Until around 2004, the station was listed as Winchester Street to avoid confusion with Summit Avenue stop on the B branch. The B branch stop was closed as part of a pilot program in April 2004 (after which the C branch stop became Summit Avenue) and permanently closed the following March.

Track work in 2018–19, which included replacement of platform edges at several stops, triggered requirements for accessibility modifications at those stops. Design work for Summit Avenue and seven other C Branch stations was 15% complete by December 2022. Designs shown in February 2024 called for the platforms to be shifted eastward, with access from both Winchester Street and Summit Avenue. In May 2024, the Federal Transit Administration awarded the MBTA $67 million to construct accessible platforms at 14 B and C branch stops including Summit Avenue.
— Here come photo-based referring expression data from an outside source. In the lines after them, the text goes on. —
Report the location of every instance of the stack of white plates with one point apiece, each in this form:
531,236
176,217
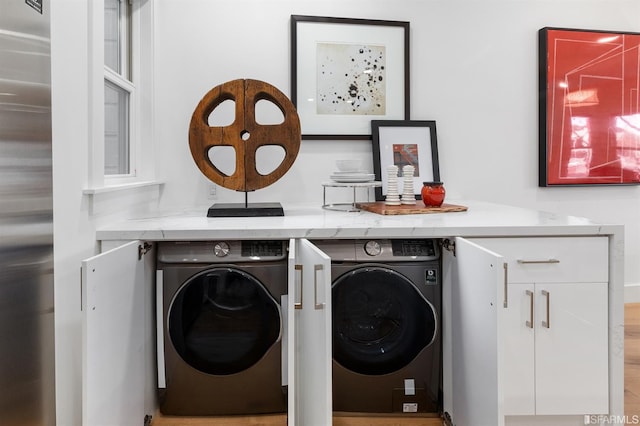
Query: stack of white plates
352,177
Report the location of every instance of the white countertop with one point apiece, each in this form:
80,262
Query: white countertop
481,219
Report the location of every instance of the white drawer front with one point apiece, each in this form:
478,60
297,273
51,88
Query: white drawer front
552,259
The MBTA awarded a $41.9 million design-build contract in April 2025. Designs shown in February 2026 called for the platforms to be shifted westward, with access from both Marion Street and Summit Avenue. By March 2026, preliminary construction work was expected to take place in April and May 2026, followed by main construction from July to September 2026. Construction began during a shutdown of the C Branch on May 6–17, 2026. The outbound platform at Summit Avenue was closed from July 20–August 7, 2026, for reconstruction, followed by a closure of the whole branch from August 8–16.